A Maldição da Residência Hill é baseado no romance de 1959 de Shirley Jackson com o mesmo nome, mas apenas vagamente. A casa é a mesma, alguns nomes de personagens foram transportados, mas essencialmente, esta é uma história totalmente nova criada por Mike Flanagan, que dirigiu todos os episódios e escreveu metade deles. E que jogada genial foi pegar um cenário familiar e moldá-lo em algo maravilhosamente singular. É o que mais criadores deveriam fazer. Oculto nessas histórias clássicas estão fios para puxar e tecer novamente.
Melhor ainda, A Maldição da Residência Hill recompensa você em cada novo episódio subsequente. Existem tantos detalhes escondidos na série que é impressionante. Os irmãos, por exemplo, representam os cinco estágios do luto: negação, raiva, barganha, depressão, aceitação. A cor vermelha é usada simbolicamente, muitas vezes em referência a um misterioso cômodo vermelho da casa que atrai as crianças como uma víbora para sua toca. O fantasma de Nell aparece para seus irmãos, sempre com a roupa que a viram pela última vez. O pescoço de Luke dói e seu corpo está frio para combinar com o cadáver de seu gêmeo. E o tempo não funciona cronologicamente na Residência Hill, mas cai como confete.
E isso porque o trauma não vem para nós em uma sequência clara. A dor não recai sobre nós de forma previsível. Não podemos mapear essas coisas com ordem ou precisão, mas somos vítimas de sua besta faminta. Ele vem para nós quando quer. Isso nos assombra para sempre. Mas é como chegamos à aceitação que define como avançamos. Para os Crains, a aceitação espera no lugar que mais os magoa. Como sempre acontece.
Então, o que isso tem a ver com o gênero terror? Bem, para começar, todas as coisas que acabei de falar não têm nada a ver com os elementos de terror da série.
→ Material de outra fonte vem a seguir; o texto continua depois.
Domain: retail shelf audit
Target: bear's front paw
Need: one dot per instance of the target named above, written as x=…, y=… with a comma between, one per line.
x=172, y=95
Eles estão lá, sim, mas são as garras que nos atraem em vez de nos prenderem. A Maldição da Residência Hill é, em última análise, um drama familiar com elementos de terror, em vez do contrário. E é construído dessa forma: com a família e os personagens firmemente no lugar, antes que as coisas assustadoras sejam apimentadas.
Isso não apenas parece deliberado, mas também é reconhecível para os fãs de não terror. O trabalho do personagem torna a coisa de terror mais palatável; quase gentil. Quando o fantasma de Nell salta do banco de trás de um carro, ele dá um solavanco, mas não permanece. Mergulhamos direto no monólogo de Theo sobre a depressão, que era o verdadeiro ponto da cena para começar, como sempre é na série.
Se você é um fã de terror procurando algo para amarrar em seus amigos gatos assustados neste mês de outubro, eu posso recomendar A Maldição da Residência Hill, aproveitando que no dia 9 de outubro estreia a segunda temporada desta antologia, A Maldição da Mansão Bly. Conduza-os através do enredo, compartilhe com eles as nuances e dê-lhes as boas-vindas a este mundo lindo e assustador que tão elegantemente conta histórias humanas reais.